For more information on clinical trials, please visit the Melanoma TrialFinder

If you have any questions about your diagnosis or treatment, please call our:

Melanoma Helpline on 0808 801 0777

Surveillance

‘Surveillance’ is the term used when you are closely monitored post treatment so that any signs a disease has come back or spread may be detected as early as possible. At the end of treatment a plan should be put in place for ongoing surveillance which should include both the eye and potentially the liver (as there is a risk that uveal melanoma could spread to the liver). The chances of the uveal melanoma spreading outside of the eye may  be predicted which can help decide how you would be followed up. For more information on surveillance, please download the full guide above.

Support: Facebook Groups

OculMel UK run a number of online support groups hosted by Facebook, these groups are open to members of OcuMel UK, and have the privacy level “closed”, which means that only members of the group can see the posts. They have three main Facebook support groups, which include OcuMel UK Patient Group, OcuMel UK Family & Friends, OcuMel UK Bereaved Support.
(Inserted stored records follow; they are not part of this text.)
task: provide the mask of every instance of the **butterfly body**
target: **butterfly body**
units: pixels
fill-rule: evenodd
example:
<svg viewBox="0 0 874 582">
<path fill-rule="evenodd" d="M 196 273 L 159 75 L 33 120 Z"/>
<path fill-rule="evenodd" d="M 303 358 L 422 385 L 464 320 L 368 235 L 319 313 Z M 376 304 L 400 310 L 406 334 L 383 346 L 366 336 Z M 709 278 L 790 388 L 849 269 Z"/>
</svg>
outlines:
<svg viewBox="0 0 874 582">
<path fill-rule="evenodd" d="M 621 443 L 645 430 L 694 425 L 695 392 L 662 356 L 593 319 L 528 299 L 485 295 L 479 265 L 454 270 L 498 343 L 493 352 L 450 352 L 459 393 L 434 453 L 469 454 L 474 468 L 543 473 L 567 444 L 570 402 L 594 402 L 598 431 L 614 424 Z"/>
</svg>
To find out more about these groups and how to join, click here.

Many people find it a huge comfort to connect with others in similar situations, however, we understand that this route of support does not benefit all as everyone’s experience is different. There is always the option to join the group and leave at a later point if your needs are not met.

Research invitation: Development of a quality of life questionnaire for people with metastatic uveal melanoma

Researchers at the University of Technology Sydney (UTS) and St Vincent’s Health Network would like to talk to individuals with metastatic uveal melanoma about impacts on quality of life from your illness and treatment.

They want to develop a questionnaire to measure these impacts in clinical trials so the benefits and side-effects from new treatments can be assessed to inform future care.

Participation will involve a 30-minute interview conducted via video conference (Zoom or Skype) in which you will be asked about impacts on quality of life and whether these are covered by existing questionnaires we will show you.

If you would like further information, please contact the co-ordinating investigator, Dr Tim Luckett, via tim.luckett@uts.edu.au

This study has been approved by the St Vincent’s Hospital Human Research Ethics Committee 2022/ETH01013

CURE OM Patient VISION Registry

This international registry is funded and sponsored by the Melanoma Research Foundation’s CURE OM initiative. The patient-reported ocular melanoma registry is an online database that securely collects, stores, monitors, analyses and shares data for research purposes. Open to patients and caregivers, registration is required and several personalised surveys to document diagnosis and treatment are requested. Participants can save their progress and continue the surveys at a future time and can revisit their records to update any changes.